Feeling more insecure than before: Women in academia in Turkey

Fatma Umut Bespinar, Ayse Idil Aybars

Middle East Technical University, Turkey

The current turbulent political context in Turkey has significant implications for universities and academic life, as well as for the broader context of gender equality, freedom and democracy in the country. Increasing terrorist attacks in urban centers, the coup attempt and following state of emergency, increasing pressures on universities, including abolishment of the electoral procedure for University Rectors, increasing hostility towards academics and universities that are perceived as oppositional, serious problems of freedom of expression in both academia and the media, all of which go hand in hand with an increasingly sexist political discourse, have all contributed to a worsening atmosphere in teaching and research practices as well as an insecure and pessimistic general mood in the academia in Turkey. This paper examines the reflections of the general socio-political context of increasing conservatism and authoritarianism in Turkey by focusing on the experiences of women academics in the public and private universities in Ankara. The main argument of the paper is that, while gender inequality is invisible, and indeed denied, in the Turkish academia due to factors such as institutional culture and the general political and social framing of gender issues in Turkey, the most recent political developments further increase the vulnerability of women academics, through its reflections on job insecurity and job losses, intervention on research subjects, restrictions in national research funding, and uncertainties in recruitment and promotion procedures, which deepen the disadvantages that women already face in academia.

Gender Inequalities in Choosing Engineering as a Major: Experiences from “Honey Bees are Becoming Engineers” Project

Esra Gedik1, Ezgi P. Kadayifci2

1Bozok University, Turkey; 2Middle East Technical University, Turkey

The situation of women in fields related to natural sciences, technology, engineering and mathematics (STEM) is one of the significant research topics of the 2000s. The main argument behind this agenda is that some professions traditionally considered to be suitable for women and some for men, due to gender stereotypes. It is also argued that provided the necessary social and economic conditions, women can accomplish as well as men do in mentioned fields. Engineering is one of these professions which is traditionally attributed to men. On the basis of these, the purpose of this study is to determine the factors that influence the choices of female students in high school as they choose engineering as a profession and how we can overcome gender inequalities in education on the basis of female high school students in Turkey.

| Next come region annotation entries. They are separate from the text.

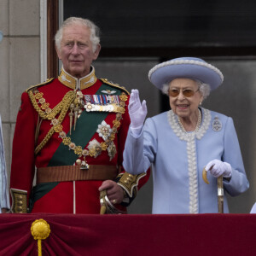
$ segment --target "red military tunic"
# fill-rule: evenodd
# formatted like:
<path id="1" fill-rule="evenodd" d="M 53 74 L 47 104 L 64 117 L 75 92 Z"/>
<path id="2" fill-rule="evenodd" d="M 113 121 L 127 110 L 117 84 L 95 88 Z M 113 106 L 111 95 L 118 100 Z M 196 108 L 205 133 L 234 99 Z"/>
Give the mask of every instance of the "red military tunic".
<path id="1" fill-rule="evenodd" d="M 87 110 L 79 108 L 81 116 L 74 131 L 74 108 L 68 108 L 63 117 L 58 108 L 64 109 L 67 104 L 70 108 L 70 97 L 65 98 L 65 96 L 70 92 L 77 98 L 79 94 L 72 91 L 78 89 L 84 96 Z M 121 118 L 120 114 L 118 118 L 118 111 L 114 112 L 113 107 L 106 107 L 106 109 L 97 107 L 96 110 L 91 111 L 92 107 L 99 105 L 97 103 L 104 106 L 106 102 L 103 102 L 108 97 L 122 102 L 121 96 L 125 96 L 125 111 Z M 80 79 L 62 69 L 58 79 L 38 84 L 22 94 L 13 141 L 10 189 L 27 193 L 27 207 L 30 206 L 32 212 L 100 212 L 98 188 L 102 180 L 42 183 L 33 188 L 35 166 L 40 170 L 42 167 L 73 166 L 81 162 L 84 164 L 84 160 L 89 166 L 121 166 L 130 125 L 128 101 L 128 92 L 124 88 L 97 79 L 93 67 L 88 76 Z M 55 112 L 58 113 L 49 117 L 49 113 Z M 71 134 L 70 113 L 73 113 Z M 38 119 L 39 115 L 48 118 Z M 99 118 L 99 115 L 102 116 Z M 53 128 L 54 131 L 49 133 Z M 107 140 L 108 143 L 106 144 Z M 81 154 L 81 148 L 86 149 L 85 158 L 84 154 Z M 141 179 L 140 185 L 146 180 Z"/>

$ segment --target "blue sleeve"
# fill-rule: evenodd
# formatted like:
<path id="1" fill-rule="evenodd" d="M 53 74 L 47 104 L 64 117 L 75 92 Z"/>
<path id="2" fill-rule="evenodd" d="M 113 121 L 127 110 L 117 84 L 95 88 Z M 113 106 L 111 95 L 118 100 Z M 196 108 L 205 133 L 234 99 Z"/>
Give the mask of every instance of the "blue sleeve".
<path id="1" fill-rule="evenodd" d="M 230 180 L 224 179 L 225 189 L 232 196 L 245 192 L 249 188 L 249 182 L 245 172 L 239 142 L 231 118 L 228 118 L 225 126 L 223 161 L 230 164 L 232 167 Z"/>

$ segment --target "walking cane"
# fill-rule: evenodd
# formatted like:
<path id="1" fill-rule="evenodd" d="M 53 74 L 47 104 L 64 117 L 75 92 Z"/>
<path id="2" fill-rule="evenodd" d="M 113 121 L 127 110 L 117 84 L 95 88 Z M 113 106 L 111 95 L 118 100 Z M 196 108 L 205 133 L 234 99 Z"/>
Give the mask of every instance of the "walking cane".
<path id="1" fill-rule="evenodd" d="M 212 168 L 210 168 L 210 170 Z M 206 183 L 209 184 L 207 179 L 207 172 L 206 169 L 203 169 L 202 177 Z M 224 213 L 224 189 L 223 189 L 223 175 L 217 177 L 217 185 L 218 185 L 218 213 Z"/>

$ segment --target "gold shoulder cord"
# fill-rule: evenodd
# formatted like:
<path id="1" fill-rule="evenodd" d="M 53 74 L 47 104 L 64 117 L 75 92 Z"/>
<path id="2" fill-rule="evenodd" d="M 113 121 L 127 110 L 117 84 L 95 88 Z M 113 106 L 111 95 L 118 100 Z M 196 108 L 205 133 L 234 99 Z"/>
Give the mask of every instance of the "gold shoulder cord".
<path id="1" fill-rule="evenodd" d="M 35 149 L 35 154 L 38 154 L 38 152 L 44 147 L 44 145 L 47 143 L 47 142 L 49 140 L 49 138 L 52 137 L 54 132 L 55 131 L 56 129 L 58 129 L 58 126 L 61 125 L 62 123 L 67 111 L 69 108 L 70 104 L 73 102 L 75 99 L 76 94 L 75 91 L 70 90 L 68 91 L 61 100 L 61 102 L 56 105 L 51 111 L 50 113 L 46 113 L 43 111 L 39 107 L 37 102 L 37 99 L 39 97 L 42 97 L 42 94 L 38 92 L 35 95 L 32 90 L 28 91 L 28 96 L 31 99 L 31 102 L 36 109 L 36 111 L 38 113 L 39 116 L 44 119 L 54 119 L 56 114 L 58 114 L 60 112 L 60 115 L 58 118 L 58 125 L 55 125 L 50 128 L 50 130 L 48 131 L 47 135 L 44 138 L 44 140 L 41 142 L 39 145 Z"/>

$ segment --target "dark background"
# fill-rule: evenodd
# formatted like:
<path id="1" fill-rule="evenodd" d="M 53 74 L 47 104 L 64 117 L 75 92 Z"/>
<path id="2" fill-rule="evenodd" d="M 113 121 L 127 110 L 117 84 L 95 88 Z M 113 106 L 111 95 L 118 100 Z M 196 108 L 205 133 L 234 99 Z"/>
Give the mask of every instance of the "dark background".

The data set of this research is collected through a series of high school visits within the course of a project called Honey Bees are Becoming Engineers. We conducted surveys with 420 tenth grade female students in six high schools from selected cities of Turkey. As a result, we argue that female students do not choose to study engineering because of gendered prejudices and gendered stereotypes regarding engineering education and when their perspective change with a positive encouragement, they might consider choosing to engineer as a profession.

Key Words: Engineering, gender stereotypes, female students, high schools, Turkey.